Milad Monshipour, CEO of Tapsi, confirmed in a tweet on September 3 that hackers had succeeded in breaching the company's infrastructure and stolen sensitive information. Upon discovering the breach, Tapsi promptly reported the incident to law enforcement authorities and took immediate steps to secure its systems.
“According to emails received from the hacking group responsible for the breach, their motive appeared to be extortion. They demanded a sum of money in exchange for not disclosing the stolen information,” he said.
“However, Tapsi chose not to comply with their demands after negotiations revealed that there were no guarantees against the release of the data or future misuse.”
Monshipour said it was “unlikely” that the information stolen from the second-largest Uber clone would be sold on the open market.
He expressed his regret over the incident and assumed responsibility for it, vowing to conduct a thorough investigation into the root causes, which he would share in due course.
The company is reportedly working with Iran’s cyber police to identify the hackers and prevent the sale of the stolen data.
The hacker group claimed to offer a trove of information for sale, including data on over 27 million passengers, six million drivers, and 136mn trips.
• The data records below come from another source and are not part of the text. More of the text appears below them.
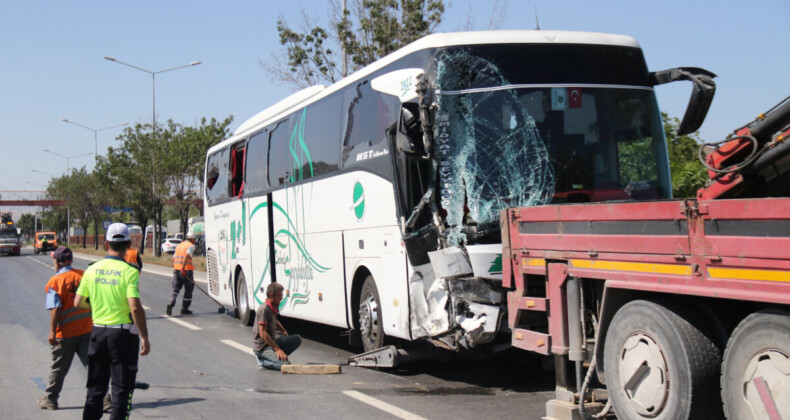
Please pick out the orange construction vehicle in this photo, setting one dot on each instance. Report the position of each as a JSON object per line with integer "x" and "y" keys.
{"x": 44, "y": 241}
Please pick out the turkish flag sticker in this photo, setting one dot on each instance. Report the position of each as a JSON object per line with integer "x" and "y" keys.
{"x": 574, "y": 97}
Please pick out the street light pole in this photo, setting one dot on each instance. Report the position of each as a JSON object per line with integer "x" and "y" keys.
{"x": 95, "y": 134}
{"x": 35, "y": 218}
{"x": 68, "y": 209}
{"x": 153, "y": 79}
{"x": 153, "y": 74}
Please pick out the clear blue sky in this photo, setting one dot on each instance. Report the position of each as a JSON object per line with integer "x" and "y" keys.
{"x": 53, "y": 66}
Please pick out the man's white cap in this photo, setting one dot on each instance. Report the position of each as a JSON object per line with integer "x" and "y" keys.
{"x": 118, "y": 232}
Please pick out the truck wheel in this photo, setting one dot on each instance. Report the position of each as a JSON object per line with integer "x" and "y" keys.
{"x": 246, "y": 316}
{"x": 371, "y": 327}
{"x": 659, "y": 365}
{"x": 755, "y": 378}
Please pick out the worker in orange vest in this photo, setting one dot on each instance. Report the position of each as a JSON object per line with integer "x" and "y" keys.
{"x": 183, "y": 274}
{"x": 69, "y": 328}
{"x": 133, "y": 258}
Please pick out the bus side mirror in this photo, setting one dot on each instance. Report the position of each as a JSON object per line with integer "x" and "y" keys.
{"x": 408, "y": 138}
{"x": 701, "y": 95}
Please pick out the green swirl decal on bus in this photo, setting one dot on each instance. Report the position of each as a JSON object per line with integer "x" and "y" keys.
{"x": 359, "y": 201}
{"x": 291, "y": 233}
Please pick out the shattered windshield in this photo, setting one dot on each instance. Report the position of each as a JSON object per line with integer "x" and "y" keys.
{"x": 8, "y": 233}
{"x": 503, "y": 139}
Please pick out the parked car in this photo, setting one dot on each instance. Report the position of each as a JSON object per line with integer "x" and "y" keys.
{"x": 169, "y": 245}
{"x": 44, "y": 241}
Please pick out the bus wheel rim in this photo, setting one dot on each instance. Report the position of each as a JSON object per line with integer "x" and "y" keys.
{"x": 644, "y": 374}
{"x": 765, "y": 379}
{"x": 368, "y": 318}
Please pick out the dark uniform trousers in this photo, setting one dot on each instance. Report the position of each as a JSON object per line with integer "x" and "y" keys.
{"x": 112, "y": 354}
{"x": 188, "y": 283}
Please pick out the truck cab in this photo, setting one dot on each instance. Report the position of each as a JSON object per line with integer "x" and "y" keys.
{"x": 44, "y": 241}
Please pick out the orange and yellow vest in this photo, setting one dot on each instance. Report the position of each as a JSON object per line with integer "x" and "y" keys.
{"x": 131, "y": 257}
{"x": 72, "y": 322}
{"x": 181, "y": 259}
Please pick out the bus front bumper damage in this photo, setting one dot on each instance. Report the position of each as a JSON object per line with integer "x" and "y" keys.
{"x": 452, "y": 306}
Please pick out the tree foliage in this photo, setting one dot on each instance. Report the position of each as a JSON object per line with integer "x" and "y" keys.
{"x": 367, "y": 30}
{"x": 688, "y": 173}
{"x": 27, "y": 222}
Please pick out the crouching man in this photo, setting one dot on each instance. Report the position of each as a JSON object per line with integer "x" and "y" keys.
{"x": 272, "y": 352}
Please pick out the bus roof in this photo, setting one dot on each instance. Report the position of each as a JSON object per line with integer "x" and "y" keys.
{"x": 438, "y": 40}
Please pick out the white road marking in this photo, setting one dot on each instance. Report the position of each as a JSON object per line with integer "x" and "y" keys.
{"x": 192, "y": 327}
{"x": 381, "y": 405}
{"x": 238, "y": 346}
{"x": 39, "y": 262}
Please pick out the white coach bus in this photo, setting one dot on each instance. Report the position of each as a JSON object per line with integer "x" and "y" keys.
{"x": 340, "y": 193}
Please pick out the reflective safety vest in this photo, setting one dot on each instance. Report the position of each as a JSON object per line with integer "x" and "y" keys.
{"x": 181, "y": 258}
{"x": 72, "y": 322}
{"x": 131, "y": 257}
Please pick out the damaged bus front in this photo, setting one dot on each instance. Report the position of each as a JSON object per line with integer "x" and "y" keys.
{"x": 488, "y": 127}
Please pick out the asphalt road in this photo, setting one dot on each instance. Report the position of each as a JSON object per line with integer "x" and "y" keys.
{"x": 201, "y": 366}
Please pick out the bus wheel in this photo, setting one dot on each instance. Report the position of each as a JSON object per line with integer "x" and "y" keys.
{"x": 246, "y": 315}
{"x": 371, "y": 327}
{"x": 755, "y": 378}
{"x": 659, "y": 365}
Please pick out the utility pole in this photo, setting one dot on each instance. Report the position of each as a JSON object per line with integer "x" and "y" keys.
{"x": 342, "y": 45}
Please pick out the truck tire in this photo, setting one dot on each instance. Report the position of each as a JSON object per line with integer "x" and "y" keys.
{"x": 371, "y": 327}
{"x": 660, "y": 365}
{"x": 756, "y": 368}
{"x": 246, "y": 315}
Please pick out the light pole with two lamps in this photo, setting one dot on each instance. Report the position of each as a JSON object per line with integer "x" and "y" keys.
{"x": 35, "y": 217}
{"x": 95, "y": 134}
{"x": 153, "y": 74}
{"x": 68, "y": 209}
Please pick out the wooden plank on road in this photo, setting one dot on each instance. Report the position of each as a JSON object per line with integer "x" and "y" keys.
{"x": 311, "y": 369}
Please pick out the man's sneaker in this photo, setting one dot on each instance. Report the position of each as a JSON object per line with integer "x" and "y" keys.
{"x": 107, "y": 404}
{"x": 46, "y": 404}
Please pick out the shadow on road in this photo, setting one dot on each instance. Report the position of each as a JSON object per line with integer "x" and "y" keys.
{"x": 164, "y": 402}
{"x": 476, "y": 373}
In addition to the stolen data, the hackers claimed to have access to source code from Tapsi's products and information about passengers' and drivers' mobile devices.
The price tag for this extensive dataset was set at $35,000.
The hacker group criticised Tapsi's handling of customer data, asserting that the company had been negligent in safeguarding its clients' information.
Social media users have been quick to criticise the tech company for its apparent disregard for the sensitive data of millions of users across the country at a time.
“Tapsi made it clear that they had no intention of negotiating or paying any money for the data, which means that they do not care about safeguarding your data,” wrote one user on banned messaging app Telegram.
Meanwhile, one user on Twitter who goes by the name “UNIX Team” harshly criticised the handling of the situation, blaming the country’s brain drain as part of the cause of the largescale hack.
“The regulatory bodies should have taken more serious measures earlier,” the UNIX Team wrote.
“Iran’s technology ecosystem vividly suffers from the lack of specialised technicians. I have worked as a technical interviewer in three mobile operator companies for the past seven years, and I confirm that almost all the specialised technicians have left this country,” the user said.
In the ride-hailing industry, Snapp! and Tapsi are the two most prominent players across Iran, with the former having over 62mn registered accounts and being operational in 150 cities and towns across the country. Tapsi is now revealed to have only 27mn users.
Earlier this year, Tapsi won a landmark case against its larger rival, Snapp!, which it had accused of unfair competition, ICTNA reported at the time.
Snapp's main rival said the company had used counterfeit SIM cards to generate fake taxi orders and gain access to the contact details of 14,000 Tapsi drivers, who were subsequently encouraged to join the company.
However, the appellate court has deemed fines unnecessary, as the anti-competitive activities were conducted on a relatively small scale and did not significantly impact Tapsi's business.